The Robot Exclusion Protocol (REP) also known as robot.txt is owned by the search engine giant Google. Robots.txt is used by millions of sites to instruct Google search engine crawlers that which part of their blog content should be crawled or not.
For 25 years, the REP was not standardized and it leads to different interpretations and frustrating implications. But now Google has officially announced to make Robot Exclusion Protocol an Internet standard by open sourcing the robot.txt parser codes and the C++ library which was created 20 years back. These C++ libraries are used by the company's production system for parsing and matching rules in robots.txt files. The tool is available on GitHub.
If Google bots crawl your site and your site is missing robots.txt file then the bots crawl the entire content of your site. This happens because there is no robots.txt file on your site to find and instruct the bots and crawlers that which part of your site should be crawled or indexed and which part should be ignored.
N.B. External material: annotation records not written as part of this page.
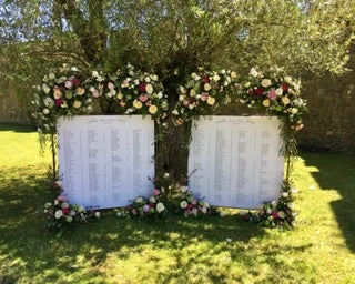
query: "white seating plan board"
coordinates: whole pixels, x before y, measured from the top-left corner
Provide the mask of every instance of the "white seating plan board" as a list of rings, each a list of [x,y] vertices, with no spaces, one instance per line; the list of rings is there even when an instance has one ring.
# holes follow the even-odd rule
[[[71,203],[120,207],[148,196],[154,178],[154,123],[141,115],[60,118],[59,174]]]
[[[200,118],[189,153],[191,190],[212,205],[240,209],[280,197],[280,125],[275,116]]]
But this rule or protocol has been changed differently over the years by the developers causing difficulty in making a standard rule. Talking about uncertainty in cases like "the text editor includes BOM characters in their robots.txt file". And for the crawlers and tool developers, there is always uncertainty on how should they deal with robts.txt files which are hundreds of megabytes large.
These are the main reasons why Google has made REP an official Internet standard, thus making fixed rules for all. Google has explained in a document that how REP should be used and send a copy of it to the Internet Engineering Task Force (IETF) as a proposal.